Apart from these high quality, reliable GLP test results, a large number of published studies exist of varying quality and extent of documentation, which is why these were subjected to a detailed quality and reliability screening, the outcome of which can be summarized as follows:

(i) unequivocally negative results were obtained in guideline-conform, valid bacterial reverse mutation assays for high purity (moderately soluble) molybdenum trioxide (studies by Jones, 2004 and Zeiger et al., 1992). Negative results were also obtained in the same test system with (highly soluble) sodium and ammonium molybdates, which however from a perspective of formal regulatory compliance are considered incomplete because of the selected tester strains (studies by Armitage, 1997 and Kubo et al. 2002).

(ii) all in vitro clastogenicity test considered as assignable and reliable with or without restrictions are negative.

(iii) in view of the unequivocally negative results in all three in-vitro key studies, the conduct of any further in vivo testing would not be required under EU REACH. However an in vivo micronucleus study (OECD TG 474) was conducted in 2020 to comply with data requirements for Korea-REACH substances >100 tonnes per year and is therefore also reported here. This study was negative.

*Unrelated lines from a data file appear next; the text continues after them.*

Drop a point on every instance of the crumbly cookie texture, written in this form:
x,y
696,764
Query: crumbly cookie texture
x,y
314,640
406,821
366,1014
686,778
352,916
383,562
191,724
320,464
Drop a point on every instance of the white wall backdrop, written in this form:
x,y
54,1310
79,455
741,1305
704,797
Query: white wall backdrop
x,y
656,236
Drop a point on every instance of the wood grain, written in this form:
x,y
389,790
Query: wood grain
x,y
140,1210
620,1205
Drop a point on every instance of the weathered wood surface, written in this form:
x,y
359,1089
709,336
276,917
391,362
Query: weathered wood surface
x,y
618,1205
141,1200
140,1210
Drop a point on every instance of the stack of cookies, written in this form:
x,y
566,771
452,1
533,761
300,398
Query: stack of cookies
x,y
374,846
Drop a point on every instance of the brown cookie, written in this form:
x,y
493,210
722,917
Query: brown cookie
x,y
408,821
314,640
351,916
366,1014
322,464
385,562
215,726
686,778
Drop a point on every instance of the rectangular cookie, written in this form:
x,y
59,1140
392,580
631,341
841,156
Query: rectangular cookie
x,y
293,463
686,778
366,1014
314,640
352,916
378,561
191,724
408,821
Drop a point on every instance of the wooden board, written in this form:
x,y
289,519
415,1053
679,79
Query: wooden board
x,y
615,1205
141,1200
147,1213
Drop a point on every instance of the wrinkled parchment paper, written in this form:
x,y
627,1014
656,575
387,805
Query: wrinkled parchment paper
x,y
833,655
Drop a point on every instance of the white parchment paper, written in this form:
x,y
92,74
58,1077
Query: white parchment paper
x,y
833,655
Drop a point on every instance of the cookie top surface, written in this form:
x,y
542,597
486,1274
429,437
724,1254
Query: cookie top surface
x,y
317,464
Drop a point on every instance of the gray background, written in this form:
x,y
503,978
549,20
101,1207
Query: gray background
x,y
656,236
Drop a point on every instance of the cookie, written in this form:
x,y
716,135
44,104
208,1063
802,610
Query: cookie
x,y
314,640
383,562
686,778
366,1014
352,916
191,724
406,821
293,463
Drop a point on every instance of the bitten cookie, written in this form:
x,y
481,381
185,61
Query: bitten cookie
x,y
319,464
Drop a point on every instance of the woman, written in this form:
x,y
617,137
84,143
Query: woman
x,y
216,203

Already available in vivo studies were subjected to a thorough evaluation and were found to be seriously flawed and of poor quality, and were thus assigned reliability grades of either 3 or 4. In this context it is explicitly noted that the studies published by Titenko-Holland (1998) have already previously been critiqued as deficient and disregarded by the Classification and Labelling Committee of the ECB during discussions on molybdenum trioxide in 2004.

Short description of key information:
Four (three in vitro, one in vivo) guideline-conform, highly reliable genotoxicity tests produced unequivocally negative results, and thus provide strong evidence for an absence of concern for genotoxic effects of molybdenum substances, which is supported by reliable supplementary data.

Justification for classification or non-classification

Based on the review of key experimental studies as well as supportive information on genetic toxicity, no hazard classification is required for genotoxicity/mutagenicity.